First-Aid was sport's medicine and minor would dressing skill... Doctor was for serious injury correction; essentially they were a Nurse and Surgeon skill respectively. First-Aid could be improved by skill books, Doctor could not. Doctor was a development path that affected conversations... And above all, the system allowed for six healing attempts per day ~without stimpacks; none guaranteed, and only three could remove crippling conditions. The player had to prioritize who got what treatment, and who's condition was worth the risk of failure ~at the expense of treating others, or themselves.
Streamlining removes [welcome] complexity.
Streamlining made injury in FO3 a joke; where in Fallout it was life threatening.

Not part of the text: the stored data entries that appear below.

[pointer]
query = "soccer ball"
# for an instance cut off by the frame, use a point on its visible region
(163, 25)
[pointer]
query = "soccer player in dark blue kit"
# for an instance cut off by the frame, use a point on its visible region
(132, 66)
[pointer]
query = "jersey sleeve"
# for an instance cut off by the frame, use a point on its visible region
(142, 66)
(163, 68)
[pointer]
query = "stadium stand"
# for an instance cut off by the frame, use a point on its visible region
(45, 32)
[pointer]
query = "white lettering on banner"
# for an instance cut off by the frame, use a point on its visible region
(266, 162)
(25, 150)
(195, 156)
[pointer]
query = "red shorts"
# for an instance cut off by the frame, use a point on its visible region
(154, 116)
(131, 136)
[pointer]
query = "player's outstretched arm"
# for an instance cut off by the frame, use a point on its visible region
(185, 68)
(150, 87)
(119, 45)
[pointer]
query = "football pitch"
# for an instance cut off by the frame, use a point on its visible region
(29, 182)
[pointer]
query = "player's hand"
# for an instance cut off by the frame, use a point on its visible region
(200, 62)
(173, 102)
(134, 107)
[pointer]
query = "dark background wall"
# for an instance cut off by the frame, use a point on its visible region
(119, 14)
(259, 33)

When one streamlines throwing, melee, and hand-to-hand into a single skill, it means that every champion fencer is also a champion pitcher, boxer; and vice versa for each. (And all of them are Kung-Fu masters)

It reduces the potential character variations in any game. And anyone whose good at one thing, is then equally good at several things ~whether it makes sense or not.
I've seen one free convenience that actually helped gameplay... In Grimrock, the player is playing four PCs, and it was added that those PCs equipped with bows would automatically pick up their spent arrows, if the party passed directly over them on the ground. The same was done for knife throwers, and PCs using slings.. They wouldn't pick up just any rocks, they picked up their own.